Timothy Williamson, Filosofar. Da curiosidade comum ao raciocínio lógico, Lisboa, Gradiva,2019,  p.13,14 e 15,

segunda-feira, outubro 07, 2019

Da dúvida



                                                        Foto de Nana Sousa Dias

Estava naquele estado de espírito de incerteza e de dúvida que Descartes exige para a procura da verdade. Este estado não é feito para durar, é inquietante e penoso; deixa-nos apenas o interesse do vício e a preguiça na alma. Não tinha o coração tão corrompido para aí me comprazer; e nada preserva melhor o hábito de refletir que estar mais satisfeito consigo do que com o seu destino.

Meditava então na triste sorte dos mortais flutuando sobre um mar de opiniões humanas, sem governo, sem bússola, e entregues às suas tempestuosas paixões, sem outro guia que um piloto inexperiente que conhece mal a sua rota, e que não sabe nem de onde vem nem para onde vai. Dizia a mim próprio: Amo a verdade, procuro-a, e não posso reconhecê-la; que ma mostrem e ficarei a ela ligado: porque será preciso que ela seja roubada à espontaneidade de um coração feito para a adorar?
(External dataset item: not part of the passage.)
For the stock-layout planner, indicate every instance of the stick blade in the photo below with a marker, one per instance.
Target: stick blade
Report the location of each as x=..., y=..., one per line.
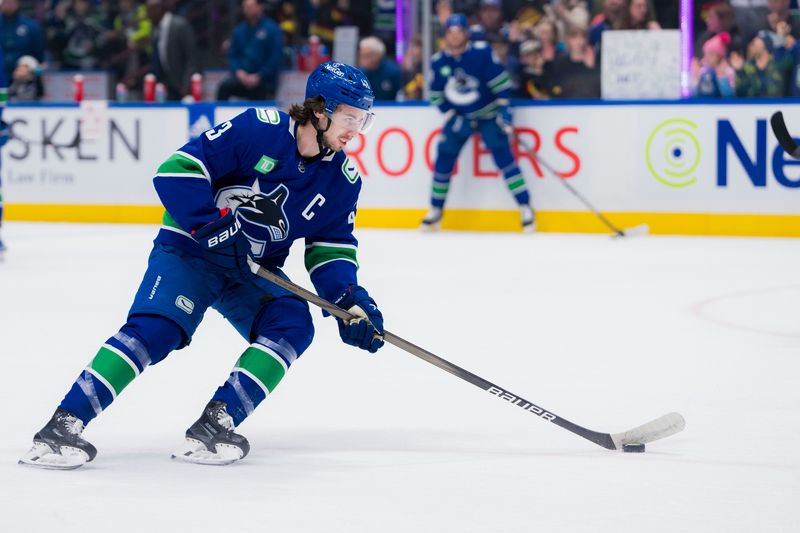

Apesar de ter provado muitas vezes grandes males, nunca levei uma vida tão desagradável como nesse tempo de desordem e ansiedade, onde, sem cessar, errando de dúvida em dúvida, só retirava, das minhas longas meditações, incerteza, obscuridade, contradições sobre a causa do meu ser e sobre a regulação dos meus deveres.

Como poderemos ser sistematicamente céticos e estar de boa fé? Não podia compreendê-lo. Estes filósofos, ou não existem, ou são os mais infelizes dos homens. A dúvida sobre as coisas que nos importam conhecer é um estado demasiado violento para o espírito humano: ele não resiste aí muito tempo; decide-se, apesar de tudo, de um modo ou de outro, e prefere enganar-se a não crer em nada.
O que redobrava o meu embaraço, era que tendo nascido numa Igreja que tudo decide, que não permite nenhuma dúvida, um único ponto rejeitado fazia-me rejeitar tudo o resto, e que a impossibilidade de admitir tantas decisões absurdas separava-me também das que não o eram. Ao dizer-me: Crê em tudo, impediam-me de crer em alguma coisa, e eu já não sabia onde me deter.
Consultei os filósofos, folheei os seus livros, examinei a sua diferentes opiniões; pareceram-me todos orgulhosos, afirmativos, dogmáticos, mesmo pretendendo ser céticos, não ignorando nada, não provando nada, troçando uns dos outros; e este ponto comum a todos pareceu-me o único onde todos tinham razão. Triunfantes quando atacavam, não tinham qualquer vigor quando se defendiam. Se pensarmos nas razões, só as têm para destruir; se contarmos as vozes, cada um está reduzido à sua; só entram em acordo para se disputarem; escutá-los não era a forma de sair da minha incerteza.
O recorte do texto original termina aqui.